The OpenAI conflict requires special rules. The Foundation should not fund evals, governance work, safety audits, or policy organizations that may affect OpenAI through ordinary discretionary grantmaking. Those grants should go through an independently governed firewall: external reviewers, public recusals, guaranteed publication rights, and a presumption that negative findings can be published. Otherwise, even good grants will look like reputation laundering or soft capture.
In the first six months, I would make only continuation grants and small exploratory grants.
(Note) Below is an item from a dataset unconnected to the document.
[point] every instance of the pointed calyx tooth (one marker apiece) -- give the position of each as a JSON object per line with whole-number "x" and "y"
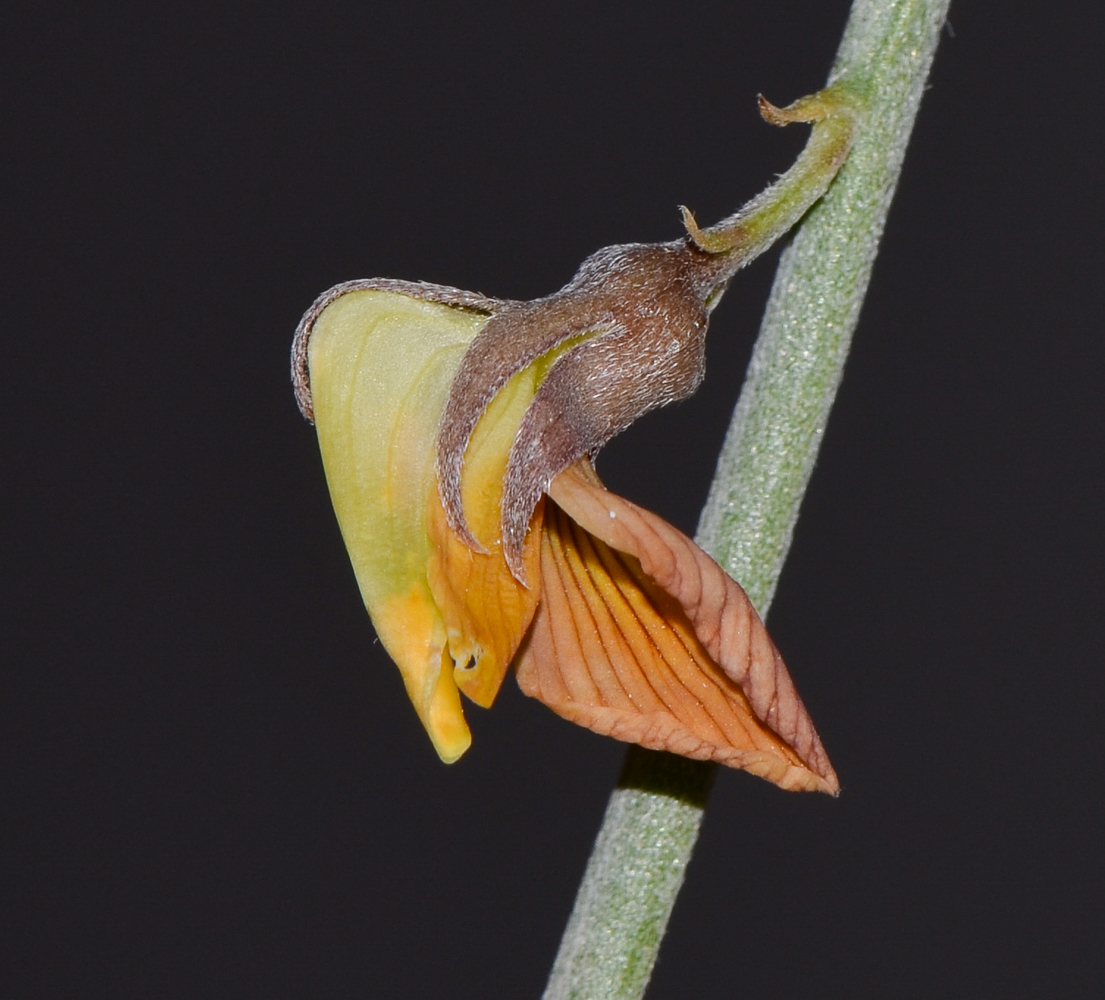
{"x": 623, "y": 337}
The main work would be hiring mechanism designers, economists, forecasters, auditors, AI safety people, domain experts, and institutional skeptics.
In year one, I would launch pilot programs: maybe $100–300 million across pull-funding experiments, 50 mil model-based push grants, and 300-500 mil audit systems. The goal would not be to maximize immediate impact. The goal would be calibration: which mechanisms produce real information, which get gamed, which attract talent, and which reveal hidden bottlenecks?
In years two and three, I would scale only mechanisms that survive adversarial review. The Foundation could then begin spending billions annually, but only through channels that have been stress-tested. I would heavily cap opaque discretionary grantmaking (with some sort of push through mechanism requiring super majority of disagreeable people) and require retrospective public evaluation for large grants.
The Foundation’s comparative advantage is not just money. It has the capability to be the most tech savy/automated/inference dense granter ever. If it just becomes a giant grantmaker with more zeros, it will lock in the worldview and social network of whoever happens to be close to the money. If it builds transparent pull funding, disciplined push funding, and serious audit infrastructure, it can make many other actors smarter too.